Pat Conaty (referring to Mary Mellor's proposals):

"Thus on behalf of the People, a state could create money via distributed and dispersed money authorities that for subsidiarity reasons can and should be based locally. US Federal reserve set up regionally distributed entities but as the system is debt based, it’s scope for stewarding local US economies has been defective from birth a century ago.

Think alternative of this distributed system of the future as renewable energy and well insulated and resilient district heating system to provide everyone an equitable degree of basic income and warmth for well being purposes. If they want more income, this is also possible via the non-public economy circuits.

For reasons of full transparency and publicly accountable economic planning, this system would be set up as a system of democratic social, ecological and economic provisioning. This is Mary’s argument move from a for profit to a for provisioning system moving towards a steady state beyond growth. Thus there would be no role for any central bank in the process but distributed public banks could play a useful and functional role. Democratic money could be injected into the system each year as a pre-distributed system of basic income and for the renewal of infrastructure and for carbon reduction measures of all sorts. The Great Transition and Green New Deal arguments could be resourced this way.

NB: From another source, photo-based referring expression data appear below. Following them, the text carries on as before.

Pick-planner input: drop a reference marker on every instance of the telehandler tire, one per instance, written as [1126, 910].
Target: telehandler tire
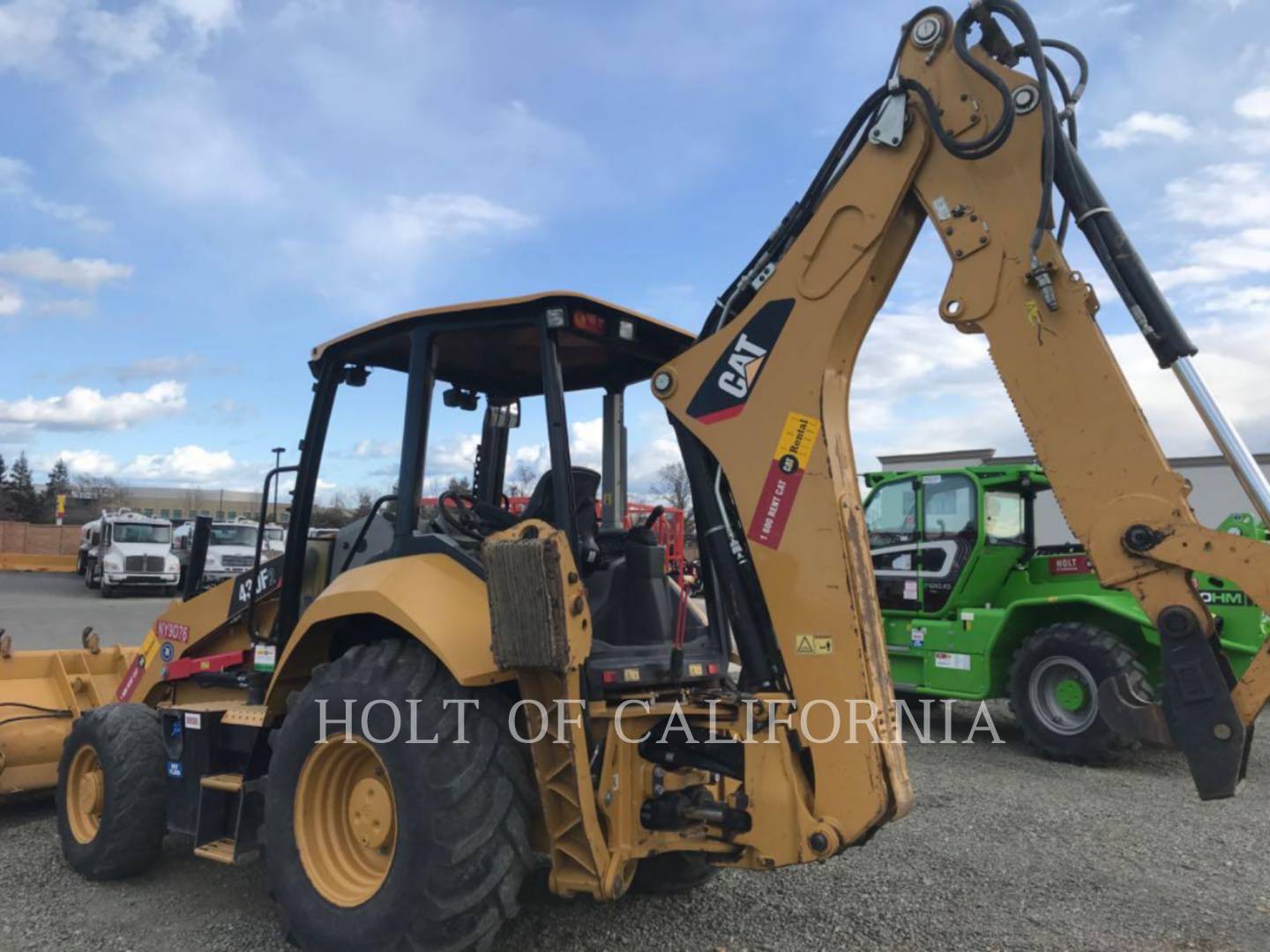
[1053, 691]
[112, 793]
[380, 843]
[672, 873]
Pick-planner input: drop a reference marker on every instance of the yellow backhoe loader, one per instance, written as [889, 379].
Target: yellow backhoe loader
[361, 711]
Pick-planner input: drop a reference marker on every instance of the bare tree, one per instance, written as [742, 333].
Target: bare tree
[672, 485]
[522, 480]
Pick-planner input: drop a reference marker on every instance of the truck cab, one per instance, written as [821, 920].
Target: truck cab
[126, 550]
[230, 548]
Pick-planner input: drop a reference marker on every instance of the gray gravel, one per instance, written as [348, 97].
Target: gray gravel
[1002, 852]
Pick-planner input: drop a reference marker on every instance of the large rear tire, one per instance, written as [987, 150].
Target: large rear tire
[111, 792]
[380, 843]
[1053, 691]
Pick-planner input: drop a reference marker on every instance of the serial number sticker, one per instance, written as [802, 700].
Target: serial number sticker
[958, 663]
[784, 475]
[172, 631]
[265, 658]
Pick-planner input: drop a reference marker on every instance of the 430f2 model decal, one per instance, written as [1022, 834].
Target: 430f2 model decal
[732, 380]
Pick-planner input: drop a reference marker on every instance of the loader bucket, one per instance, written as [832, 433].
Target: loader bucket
[41, 693]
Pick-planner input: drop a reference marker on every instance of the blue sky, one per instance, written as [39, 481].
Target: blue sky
[195, 192]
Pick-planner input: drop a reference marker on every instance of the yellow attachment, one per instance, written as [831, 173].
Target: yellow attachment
[48, 689]
[346, 820]
[86, 795]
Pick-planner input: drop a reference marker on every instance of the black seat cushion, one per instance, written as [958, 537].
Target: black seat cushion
[586, 490]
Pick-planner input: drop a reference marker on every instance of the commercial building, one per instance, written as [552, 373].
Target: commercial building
[181, 504]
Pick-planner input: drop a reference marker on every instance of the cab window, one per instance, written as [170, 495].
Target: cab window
[947, 507]
[1004, 518]
[892, 514]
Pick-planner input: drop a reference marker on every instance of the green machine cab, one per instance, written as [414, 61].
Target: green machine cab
[975, 609]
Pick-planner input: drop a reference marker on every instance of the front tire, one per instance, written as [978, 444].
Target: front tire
[111, 792]
[1053, 691]
[380, 843]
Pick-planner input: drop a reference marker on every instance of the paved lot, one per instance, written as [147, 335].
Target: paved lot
[49, 609]
[1002, 852]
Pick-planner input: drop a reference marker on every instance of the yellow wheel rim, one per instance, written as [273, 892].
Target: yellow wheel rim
[86, 795]
[346, 820]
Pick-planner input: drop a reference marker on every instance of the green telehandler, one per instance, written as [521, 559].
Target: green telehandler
[975, 609]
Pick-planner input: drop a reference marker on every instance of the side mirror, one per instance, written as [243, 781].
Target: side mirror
[503, 415]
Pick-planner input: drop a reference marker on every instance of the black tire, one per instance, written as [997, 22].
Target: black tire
[127, 740]
[1087, 655]
[461, 850]
[672, 873]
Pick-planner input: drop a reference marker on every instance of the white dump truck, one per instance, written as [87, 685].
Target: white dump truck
[230, 548]
[126, 550]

Money would be created as Mary argues by participative budgeting with civil society organisations, small businesses, commoners, etc and thereby endorsed locally and democratically by fiat. It could and should have time limits and, say, a one year life. Supplies of money could be adjusted thereby annually to avoid inflation and also by taxing it back to lower the volumes. So like a central heating system, the controls could be adjusted to secure ambient temperatures for health and well being.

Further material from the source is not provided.